If you're cycling any local trails like the Okanagan Rail Trail these days you'll want to keep an eye for migrating snakes.

But it’s not just cyclists that should be careful as there are three species of snakes that are only found in the Thompson and Okanagan regions and are on the federal list of threatened species. They are crossing trails and roads right now as they look for places to hibernate for the winter.

“Part of the reason they are considered threatened is because they have such a restricted range in B.C.” Karl Larsen, a professor in the natural resource science department of Thompson Rivers University, told iNFOnews.ca. “It’s the Okanagan and the Kamloops areas that are their strongholds in the province. That contributes to them being on the list.”

The most wide ranging of the three is the Western Rattlesnake. It can grow up to a meter long and travel up to three kilometres from its den. If it’s close enough to water, it will go down for a drink.

Right now, they’re heading uphill, looking for places to hibernate.

“Rattlers typically go up to rocky cliffs and crevices where they den communally,” Larsen said. “They tend to hibernate in places that are going to dry up first in the spring and be the warmest in the spring.”

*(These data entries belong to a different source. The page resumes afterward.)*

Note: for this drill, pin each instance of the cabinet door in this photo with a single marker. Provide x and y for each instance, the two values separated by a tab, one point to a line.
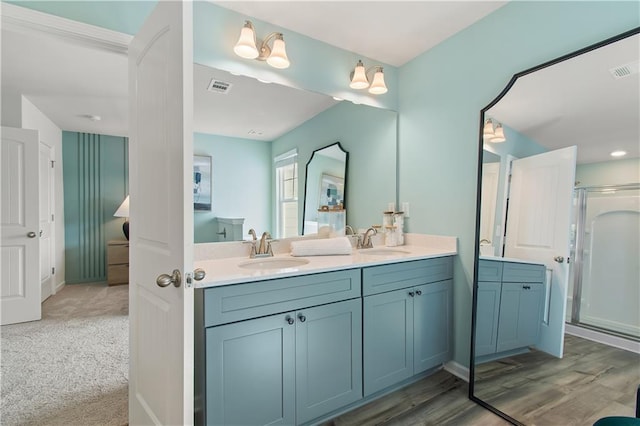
250	372
487	311
530	315
433	318
388	339
328	358
520	315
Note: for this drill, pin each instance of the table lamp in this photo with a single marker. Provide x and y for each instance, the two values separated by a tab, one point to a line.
123	211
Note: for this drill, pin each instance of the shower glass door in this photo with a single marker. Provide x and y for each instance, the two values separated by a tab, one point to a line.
606	271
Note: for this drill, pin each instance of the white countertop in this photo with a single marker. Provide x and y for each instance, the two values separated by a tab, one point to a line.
509	259
225	270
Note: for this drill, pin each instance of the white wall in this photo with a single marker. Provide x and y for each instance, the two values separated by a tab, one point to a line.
51	135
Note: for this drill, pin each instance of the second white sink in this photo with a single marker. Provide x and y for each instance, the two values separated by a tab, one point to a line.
272	263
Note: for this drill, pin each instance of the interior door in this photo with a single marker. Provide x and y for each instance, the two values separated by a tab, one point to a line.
538	229
47	246
20	250
161	217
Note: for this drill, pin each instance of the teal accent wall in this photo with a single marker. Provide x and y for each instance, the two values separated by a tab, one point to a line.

That means south facing slopes.

The Great Basin Gopher Snake, on the other hand, tends to hibernate in individual holes or just a few gathered together. They can be larger than rattlers but don’t usually travel for more than half-a-kilometre from their dens.

The Racer snake, which has just been added to the threatened species list, sometimes hibernates with rattlers but not much is known about them, Larsen said.

There is one snake in the Okanagan that has been raised to the endangered list. That’s the Night Snake, found mostly near Osoyoos.

‘It’s a very small snake. It’s very secretive,” Larsen said, noting there have been fewer than 100 sightings. “Most of the time, when people find it, it’s because they’re lifting something and finding it underneath.”

Snakes eat mice, voles and other small mammals so are crucial to balancing the ecosystem, Larsen said.

“Even a small amount of road kill is enough to steer a population toward extirpation down the road,” Lawsen said. “If a big breeding female - a few of those can have a big impact on a population.”